There were some interesting taking-off points in the documentary, though.  For instance, I find it fascinating that placing Christ in the historical record was of such obvious importance to early Christians, no matter how unlikely some of the scenarios.  Elaine Pagels, the gnostic scholar, has a fascinating account of the process by which the early Church defined and refined the canon, in her book Beyond Belief, about the "secret Gospel of Thomas".

This historicism clearly has its roots in Judaism, and the idea that the Hebrew God is the God of History.  Christianity is obsessed with the "fulfillment of history" which Christ's second coming represents for them.  But the shift from allegorical thinking to literal/historical thinking has resulted in modernity in the uncomfortable conflation of two distinct types of truth, which has clearly reached the outer limits of absurdity in Christian fundamentalism.

Still, the human questions that religion seeks to illuminate are poignant, and the vehemence with which atheists often reject what may be a childlike approach to moral questions sometimes seems to mask a contempt for the moral questions themselves.  There's no question there's contempt for those who turn to religion to answer them. You can picture some of these guys grabbing little kids, shaking them by the shoulders and screaming "Look, kid, there is no Santa Claus!"  And then cackling as the child flees in tears. 

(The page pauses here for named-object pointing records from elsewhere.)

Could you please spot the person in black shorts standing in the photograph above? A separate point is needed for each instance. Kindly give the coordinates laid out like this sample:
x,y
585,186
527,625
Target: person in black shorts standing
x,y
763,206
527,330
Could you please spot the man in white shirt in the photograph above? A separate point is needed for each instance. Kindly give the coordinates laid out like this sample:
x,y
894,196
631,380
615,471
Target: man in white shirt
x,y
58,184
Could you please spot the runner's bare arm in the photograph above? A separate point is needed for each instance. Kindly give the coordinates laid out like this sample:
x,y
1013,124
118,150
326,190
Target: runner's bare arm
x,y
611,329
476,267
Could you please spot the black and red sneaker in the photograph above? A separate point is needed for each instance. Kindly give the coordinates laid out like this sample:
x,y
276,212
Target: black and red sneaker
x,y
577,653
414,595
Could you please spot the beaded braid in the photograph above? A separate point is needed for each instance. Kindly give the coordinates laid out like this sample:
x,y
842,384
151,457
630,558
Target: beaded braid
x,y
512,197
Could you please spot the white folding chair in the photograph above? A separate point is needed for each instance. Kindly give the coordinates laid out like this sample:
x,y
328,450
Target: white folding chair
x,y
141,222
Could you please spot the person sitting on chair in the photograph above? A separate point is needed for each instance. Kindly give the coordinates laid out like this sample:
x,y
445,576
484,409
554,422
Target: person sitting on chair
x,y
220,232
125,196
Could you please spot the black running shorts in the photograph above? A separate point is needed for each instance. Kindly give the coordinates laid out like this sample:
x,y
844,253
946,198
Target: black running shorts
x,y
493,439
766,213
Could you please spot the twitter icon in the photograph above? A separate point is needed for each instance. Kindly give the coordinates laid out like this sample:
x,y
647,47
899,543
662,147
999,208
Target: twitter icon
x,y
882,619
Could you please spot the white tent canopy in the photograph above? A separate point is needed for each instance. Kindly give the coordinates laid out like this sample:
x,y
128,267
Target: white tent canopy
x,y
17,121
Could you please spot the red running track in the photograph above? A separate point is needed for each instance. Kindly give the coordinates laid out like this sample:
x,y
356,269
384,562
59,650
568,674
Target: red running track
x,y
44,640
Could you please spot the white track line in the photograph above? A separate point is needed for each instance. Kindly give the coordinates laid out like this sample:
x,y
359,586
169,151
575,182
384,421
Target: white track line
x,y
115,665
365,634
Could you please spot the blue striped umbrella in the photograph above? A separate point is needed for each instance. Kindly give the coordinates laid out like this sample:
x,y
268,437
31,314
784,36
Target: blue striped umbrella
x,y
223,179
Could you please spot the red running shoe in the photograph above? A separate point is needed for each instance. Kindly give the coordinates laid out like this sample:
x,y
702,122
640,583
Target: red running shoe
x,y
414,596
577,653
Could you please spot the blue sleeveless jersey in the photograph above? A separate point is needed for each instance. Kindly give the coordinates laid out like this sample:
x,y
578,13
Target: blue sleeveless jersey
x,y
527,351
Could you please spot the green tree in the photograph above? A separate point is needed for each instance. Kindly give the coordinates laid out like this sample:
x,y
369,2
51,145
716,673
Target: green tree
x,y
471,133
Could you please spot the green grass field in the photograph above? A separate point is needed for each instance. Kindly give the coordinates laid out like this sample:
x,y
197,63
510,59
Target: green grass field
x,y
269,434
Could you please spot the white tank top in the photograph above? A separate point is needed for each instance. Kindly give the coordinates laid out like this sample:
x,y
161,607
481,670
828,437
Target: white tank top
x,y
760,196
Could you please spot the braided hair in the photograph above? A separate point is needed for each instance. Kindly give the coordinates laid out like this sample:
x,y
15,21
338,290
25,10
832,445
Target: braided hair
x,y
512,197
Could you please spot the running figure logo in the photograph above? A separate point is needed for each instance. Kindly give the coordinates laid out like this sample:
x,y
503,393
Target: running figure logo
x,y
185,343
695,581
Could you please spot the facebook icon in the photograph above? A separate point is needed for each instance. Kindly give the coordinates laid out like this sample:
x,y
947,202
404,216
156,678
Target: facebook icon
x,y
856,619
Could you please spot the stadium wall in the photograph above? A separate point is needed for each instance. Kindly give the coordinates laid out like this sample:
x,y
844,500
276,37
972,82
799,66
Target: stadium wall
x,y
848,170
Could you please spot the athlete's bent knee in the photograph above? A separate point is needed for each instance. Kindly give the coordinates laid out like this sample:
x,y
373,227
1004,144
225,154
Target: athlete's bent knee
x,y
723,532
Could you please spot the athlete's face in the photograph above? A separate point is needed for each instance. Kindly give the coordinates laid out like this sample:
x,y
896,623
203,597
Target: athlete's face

Some atheists, with their insistence on stark rationalism (something even a cursory examination of the history of scientific inquiry clearly shows man is incapable of), seem as stuck in first gear as the believers they revile.

Humanism seems to me a healthy alternative, for which atheism may but need not be a starting point but is certainly not the end point.  In A Preface to Morals, the great Walter Lippmann describes the Fundamentalists and (F)lemmings of the world:
When a childish disposition is carried over into an adult environment the result is a radically false valuation of that environment. The symptoms are fairly evident. They may appear as a disposition to feel that everything which happens to a man has an internal relation to himself; life becomes a kind of conspiracy to make him happy or to make him miserable. In either case it is thought to be deeply concerned with his destiny. The childish pattern appears also as a deep sense that life owes him something, that somehow it is the duty of the universe to look after him, and to listen sharply when he speaks to it. The notion that the universe is full of purposes utterly unknown to him, utterly indifferent to him, is as outrageous to one who is imperfectly matured as would be the conduct of a mother who forgot to give a hungry child its lunch. The childish pattern appears also as a disposition to believe that he may reach out for anything in sight and take it, and that having gotten it nobody must under any circumstances take it away. Death and decay are, therefore, almost an insult, a kind of mischief in the nature of things, which ought not to be there, if everything only behaved as good little boys believe it should. There is indeed authority for the belief that we are all being punished for the naughtiness of our first grandmother, that work and trouble and death would not really be there to plague us but for her unhappy transgression;that by rights we ought to live in paradise and have everything we want for ever and ever.
At some point you have to grow up. For those who need help with this, a hint: the process usually starts with not blaming others for the fact that you haven't yet.